Investors with capital are cautious and are only investing in projects that have very little downside.

Take for instance the Yellowstone Club in Montana. GlobeSt.com reports that the Yellowstone Club Trades for $115M.

The new owner is Boston-based CrossHarbor Capital Partners, a joint venture of Discovery Land Co. and members of the Yellowstone Club. Discovery Land Co., based in Scottsdale, AZ, developed the Kukio Resort, a private club on the Big Island of Hawaii in partnership with the Honolulu-based Kobayashi Group, according to published reports. CrossHarbor managing director Sam Byrne, who previously invested approximately $200 million in Yellowstone Club real estate, offered to buy the club last year for $470 million, according to reports.

Buying a property for 25% of what you offered last year is a pretty good deal.

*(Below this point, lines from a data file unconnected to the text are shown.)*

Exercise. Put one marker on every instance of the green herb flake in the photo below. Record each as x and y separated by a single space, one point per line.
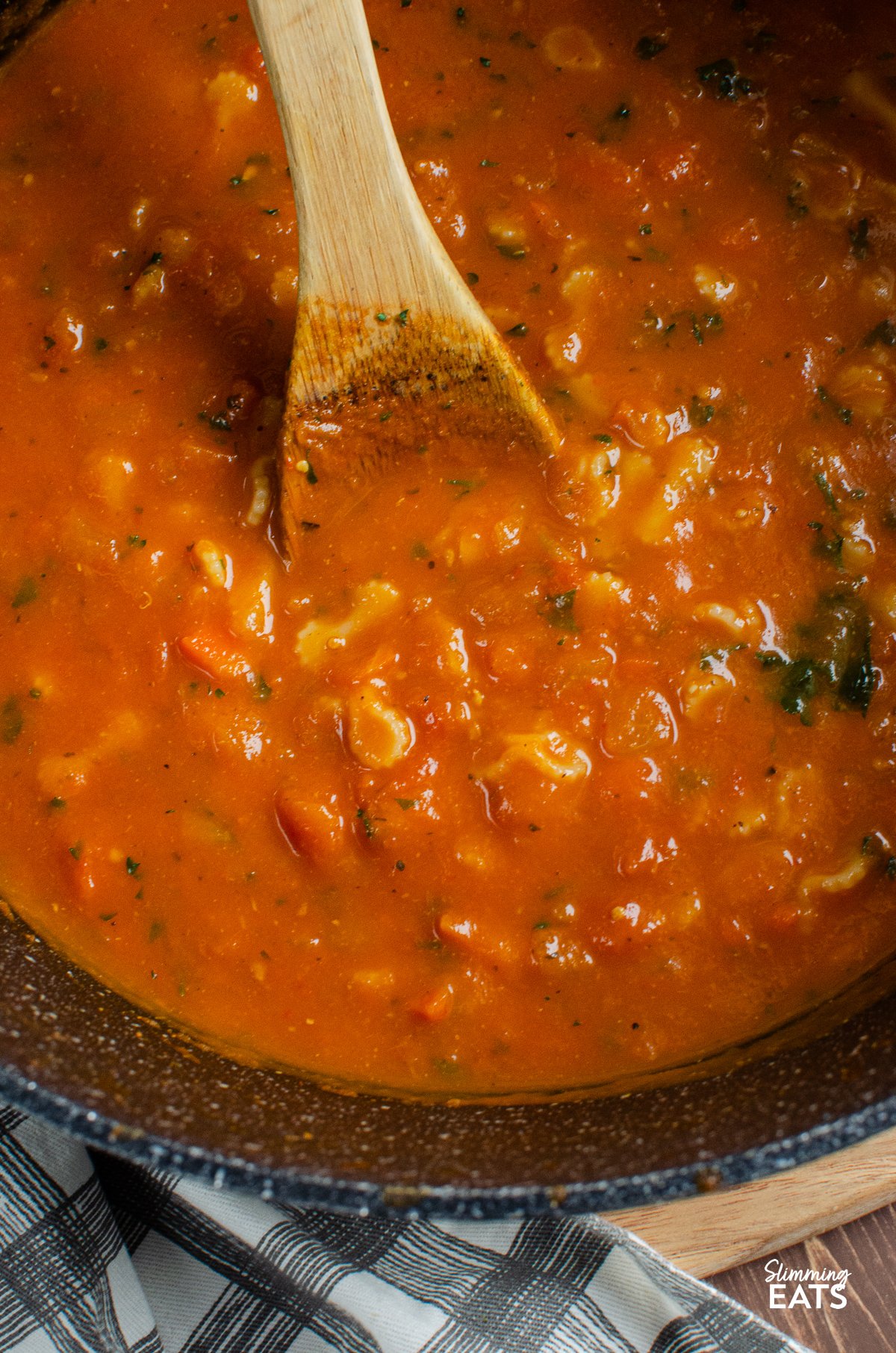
827 493
844 414
11 720
649 48
829 547
796 205
724 80
859 240
884 333
26 593
700 414
559 611
370 831
833 656
463 486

CoStar reports that Macquarie Selling 75% Interest in 86 U.S. Centers for $1.3 Billion

CalPERS said that this portfolio is substantially comprised of the same shopping centers it sold to Macquarie in a 2005 portfolio transaction, under which Macquarie acquired a 75% interest in 100 centers from CalPERS/First Washington for an amount reflecting a total portfolio value of $2.74 billion.

The purchase is at a significant discount to what was paid in 2005 and reflects Macquarie’s desire to focus on Australia and New Zealand.

Unfortunately, government meddling only aggravates the uncertainty in the market. If the markets were left to correct on their own, investors could act based on historical trends. However, with Uncle Sam slapping the Invisible Hand of the market investors are unable to predict how long they will have to hold out.

Until the fear resides it is going to be a rough ride. Hold on to your hat.